Tottenham Hotspur and England star Eric Dier has hit out at English football's top bosses for the way the intensive fixture schedule this season is resulting in more injuries occurring.
Dier has launched this scathing attack just days after witnessing England team-mate and Liverpool defender Joe Gomez suffer a serious knee injury in training ahead of England's 3-0 win over the Republic of Ireland on Thursday evening.
Gomez went down injured without anybody else being involved, resulting in the Liverpool man now facing the prospect of not playing again this season.
Following that incident, which will have been met with no shortage of frustration by Liverpool manager Jurgen Klopp, who is already a centre-back short following the loss of Virgil van Dijk, Dier has blasted the football authorities for the intensive fixture schedule that players at the highest level are being put through this season.
Dier, as quoted by the Daily Star, said: “I’ve watched a team-mate of mine three days ago injure himself - by himself - in training. It was terrible.

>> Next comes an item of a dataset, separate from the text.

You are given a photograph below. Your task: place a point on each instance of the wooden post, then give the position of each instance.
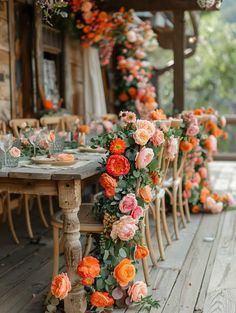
(70, 200)
(178, 61)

“It’s really difficult to understand. Something needs to be done around the scheduling. It’s confusing. It’s really not nice seeing people getting injured.
“Almost weekly, you are seeing multiple injuries in the Premier League. I don’t know what the stats are - but I’m sure they’re up from before because it seems like it’s constantly happening."
With the coronavirus pandemic having put the 2019/20 season on hold for the best part of three months in England earlier this year, it meant that the 2020/21 English football season was forced to start a month later than usual.
That has meant that fixtures have come thick and fast, with the Premier League's top clubs in a constant cycle of playing in the Premier League at a weekend and then in Europe in midweek, with there no longer being a two-week break between each matchday in the group stages of the Champions League and Europa League.
And with the levels of injuries increasing, as well as the severity of them, Dier is struggling to make sense of the relentless schedule that players are currently facing.
“I don’t understand why they aren’t trying to help our teams in Europe to be in a better position to perform in the Premier League - and protect the players’ welfare," added Dier.
“If you look across every other league, they look after clubs. I don’t understand why we don’t in England."
To put Dier's claims into context, Spurs have played 15 times already this season in all competitions, which is an extraordinary amount of games when you take into account the season is only just over two months old.
As well as their busy Premier League schedule, which Jose Mourinho's side have dealt with brilliantly so far, they have also taken to the field six times in the Europa League already this season, with the club having had to battle their way through three qualifying fixtures before reaching the group stages of the competition.